The Kurdish opposition to Iran's regime is not new. After the 1979 Islamic Revolution, Iran's new theocracy battled Kurdish insurgents in fighting that killed thousands over several months. Under the Shah before that, Kurds were marginalized, repressed, and periodically in revolt. The grievances run deep and predate the current crisis by decades.
In 2023, Iraq reached an agreement with Iran to disarm the Kurdish dissident groups and move them from bases near the border into camps designated by Baghdad. The bases were shut down. Movement within Iraq was restricted. But the groups did not give up their weapons. That detail matters enormously now. The infrastructure was dismantled; the fighting capacity was not.
Reza Pahlavi, the former shah's son, has accused the Kurds of being separatists aiming to carve up Iran. That framing is convenient for anyone who wants to delegitimize an armed opposition without engaging with why that opposition exists in the first place.
The strategic logic here is straightforward. Iran is a regime that rules by coercion, and coercive regimes are uniquely vulnerable to internal pressure. Kurdish fighters with local knowledge, existing grievances, and a willingness to operate inside Iranian territory represent exactly the kind of asymmetric challenge that Tehran has spent years trying to suppress through diplomatic agreements with Baghdad.
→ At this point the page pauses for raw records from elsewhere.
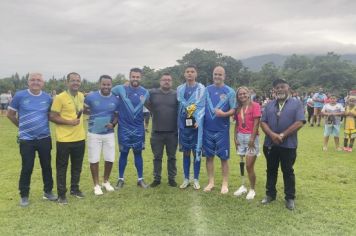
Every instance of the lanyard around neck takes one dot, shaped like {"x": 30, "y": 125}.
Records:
{"x": 75, "y": 101}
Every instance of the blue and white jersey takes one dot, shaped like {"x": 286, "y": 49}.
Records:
{"x": 223, "y": 98}
{"x": 102, "y": 111}
{"x": 33, "y": 114}
{"x": 130, "y": 107}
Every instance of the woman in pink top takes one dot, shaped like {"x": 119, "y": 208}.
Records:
{"x": 247, "y": 119}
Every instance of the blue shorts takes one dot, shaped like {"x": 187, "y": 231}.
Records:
{"x": 188, "y": 139}
{"x": 216, "y": 143}
{"x": 243, "y": 149}
{"x": 331, "y": 130}
{"x": 134, "y": 139}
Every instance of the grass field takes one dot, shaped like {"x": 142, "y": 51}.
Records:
{"x": 325, "y": 203}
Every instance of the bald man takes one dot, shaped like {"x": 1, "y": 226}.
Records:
{"x": 29, "y": 112}
{"x": 220, "y": 105}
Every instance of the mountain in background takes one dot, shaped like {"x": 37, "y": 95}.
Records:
{"x": 255, "y": 63}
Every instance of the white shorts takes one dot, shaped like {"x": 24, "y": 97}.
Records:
{"x": 101, "y": 142}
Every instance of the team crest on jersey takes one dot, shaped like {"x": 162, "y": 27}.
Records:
{"x": 222, "y": 97}
{"x": 142, "y": 98}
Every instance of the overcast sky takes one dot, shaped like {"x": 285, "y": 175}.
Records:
{"x": 111, "y": 36}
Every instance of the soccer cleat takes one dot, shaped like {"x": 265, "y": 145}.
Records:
{"x": 251, "y": 194}
{"x": 62, "y": 200}
{"x": 172, "y": 183}
{"x": 120, "y": 184}
{"x": 49, "y": 196}
{"x": 155, "y": 183}
{"x": 107, "y": 186}
{"x": 240, "y": 191}
{"x": 267, "y": 199}
{"x": 142, "y": 184}
{"x": 24, "y": 202}
{"x": 98, "y": 191}
{"x": 290, "y": 204}
{"x": 185, "y": 184}
{"x": 77, "y": 194}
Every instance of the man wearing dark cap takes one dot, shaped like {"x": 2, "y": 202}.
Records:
{"x": 281, "y": 119}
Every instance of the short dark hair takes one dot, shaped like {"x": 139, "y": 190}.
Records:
{"x": 191, "y": 66}
{"x": 72, "y": 73}
{"x": 136, "y": 69}
{"x": 105, "y": 77}
{"x": 167, "y": 73}
{"x": 279, "y": 81}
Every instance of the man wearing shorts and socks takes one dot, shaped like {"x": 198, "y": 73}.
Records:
{"x": 29, "y": 111}
{"x": 66, "y": 113}
{"x": 350, "y": 123}
{"x": 131, "y": 131}
{"x": 319, "y": 100}
{"x": 191, "y": 98}
{"x": 220, "y": 105}
{"x": 101, "y": 105}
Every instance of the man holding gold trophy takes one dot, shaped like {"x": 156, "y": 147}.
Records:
{"x": 191, "y": 98}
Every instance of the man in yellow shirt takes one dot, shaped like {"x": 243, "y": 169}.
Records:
{"x": 66, "y": 113}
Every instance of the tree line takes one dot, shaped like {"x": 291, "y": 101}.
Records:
{"x": 304, "y": 74}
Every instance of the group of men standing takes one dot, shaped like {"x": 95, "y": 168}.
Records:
{"x": 195, "y": 116}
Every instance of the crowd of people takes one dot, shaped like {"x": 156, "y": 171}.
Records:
{"x": 193, "y": 118}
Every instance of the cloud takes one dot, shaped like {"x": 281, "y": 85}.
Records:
{"x": 110, "y": 37}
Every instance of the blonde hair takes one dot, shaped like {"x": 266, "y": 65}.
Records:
{"x": 239, "y": 104}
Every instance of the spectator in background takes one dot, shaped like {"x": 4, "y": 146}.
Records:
{"x": 318, "y": 99}
{"x": 350, "y": 124}
{"x": 332, "y": 112}
{"x": 146, "y": 117}
{"x": 310, "y": 108}
{"x": 5, "y": 99}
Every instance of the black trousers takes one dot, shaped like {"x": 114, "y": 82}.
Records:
{"x": 159, "y": 140}
{"x": 287, "y": 157}
{"x": 28, "y": 150}
{"x": 76, "y": 152}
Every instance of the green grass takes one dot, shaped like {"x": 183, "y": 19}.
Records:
{"x": 325, "y": 203}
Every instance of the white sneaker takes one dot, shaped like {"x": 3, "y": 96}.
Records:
{"x": 97, "y": 190}
{"x": 251, "y": 194}
{"x": 196, "y": 184}
{"x": 240, "y": 191}
{"x": 185, "y": 184}
{"x": 108, "y": 187}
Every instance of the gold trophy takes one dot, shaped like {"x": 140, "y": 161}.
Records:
{"x": 190, "y": 121}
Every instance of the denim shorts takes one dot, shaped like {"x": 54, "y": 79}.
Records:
{"x": 243, "y": 149}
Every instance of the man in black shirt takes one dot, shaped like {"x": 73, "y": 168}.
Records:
{"x": 163, "y": 105}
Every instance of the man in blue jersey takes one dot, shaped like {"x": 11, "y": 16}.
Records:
{"x": 191, "y": 99}
{"x": 101, "y": 105}
{"x": 220, "y": 105}
{"x": 131, "y": 131}
{"x": 29, "y": 111}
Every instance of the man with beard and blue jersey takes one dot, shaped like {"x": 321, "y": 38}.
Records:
{"x": 191, "y": 99}
{"x": 220, "y": 105}
{"x": 131, "y": 131}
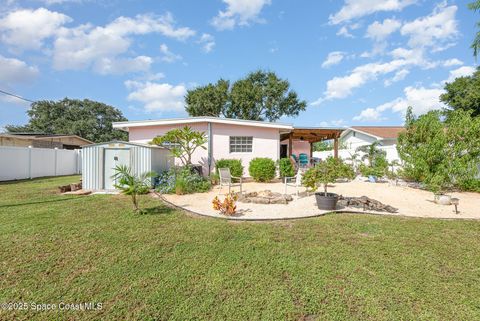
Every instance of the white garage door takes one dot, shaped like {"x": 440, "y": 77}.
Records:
{"x": 114, "y": 157}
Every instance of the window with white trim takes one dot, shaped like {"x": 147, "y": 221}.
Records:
{"x": 241, "y": 144}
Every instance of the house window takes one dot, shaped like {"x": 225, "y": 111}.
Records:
{"x": 241, "y": 144}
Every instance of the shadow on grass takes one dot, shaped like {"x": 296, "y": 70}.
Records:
{"x": 39, "y": 202}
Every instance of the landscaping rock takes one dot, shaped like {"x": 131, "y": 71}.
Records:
{"x": 264, "y": 197}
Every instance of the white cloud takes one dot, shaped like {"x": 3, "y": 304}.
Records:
{"x": 107, "y": 66}
{"x": 369, "y": 114}
{"x": 381, "y": 30}
{"x": 399, "y": 75}
{"x": 460, "y": 72}
{"x": 86, "y": 45}
{"x": 452, "y": 62}
{"x": 432, "y": 30}
{"x": 168, "y": 56}
{"x": 343, "y": 31}
{"x": 27, "y": 29}
{"x": 333, "y": 58}
{"x": 14, "y": 71}
{"x": 353, "y": 9}
{"x": 334, "y": 123}
{"x": 157, "y": 97}
{"x": 207, "y": 41}
{"x": 239, "y": 12}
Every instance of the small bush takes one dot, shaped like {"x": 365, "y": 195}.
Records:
{"x": 262, "y": 169}
{"x": 285, "y": 168}
{"x": 235, "y": 166}
{"x": 471, "y": 185}
{"x": 182, "y": 180}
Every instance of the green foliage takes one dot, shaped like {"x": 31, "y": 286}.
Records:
{"x": 463, "y": 93}
{"x": 285, "y": 168}
{"x": 475, "y": 6}
{"x": 326, "y": 172}
{"x": 440, "y": 153}
{"x": 86, "y": 118}
{"x": 262, "y": 169}
{"x": 377, "y": 164}
{"x": 235, "y": 166}
{"x": 182, "y": 143}
{"x": 133, "y": 185}
{"x": 261, "y": 95}
{"x": 182, "y": 180}
{"x": 209, "y": 100}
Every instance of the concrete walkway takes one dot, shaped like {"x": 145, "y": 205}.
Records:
{"x": 410, "y": 202}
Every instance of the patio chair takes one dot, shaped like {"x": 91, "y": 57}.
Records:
{"x": 303, "y": 160}
{"x": 294, "y": 181}
{"x": 226, "y": 179}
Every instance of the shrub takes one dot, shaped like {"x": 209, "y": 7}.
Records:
{"x": 235, "y": 166}
{"x": 262, "y": 169}
{"x": 326, "y": 172}
{"x": 285, "y": 168}
{"x": 227, "y": 207}
{"x": 182, "y": 180}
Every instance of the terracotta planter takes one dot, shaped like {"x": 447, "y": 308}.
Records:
{"x": 326, "y": 202}
{"x": 443, "y": 199}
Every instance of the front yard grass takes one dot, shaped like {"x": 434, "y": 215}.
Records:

Those agreements held when the broader region was relatively stable. That stability evaporated Saturday.
Much of the reporting relies on anonymous Kurdish officials, and the White House is clearly managing the public narrative with precision. That is not unusual when military and intelligence equities are in play. What is clear from the public record is that:
The Kurdish groups themselves are not waiting for permission slips. They have fighters, they have weapons they were supposed to have surrendered, and they have generations of reasons to act. Whether Washington is formally coordinating with them or simply not standing in their way, the effect on Tehran's calculations is the same.
Iran now faces the prospect of fighting on multiple fronts: against the U.S. and Israeli military campaign from the air, and against an indigenous armed opposition crossing its western border. That is precisely the kind of strategic squeeze that changes a regime's willingness to negotiate.
The PUK's statement said the best solution is a return to the negotiating table. Perhaps. But negotiating tables tend to appear only after the alternative becomes unbearable.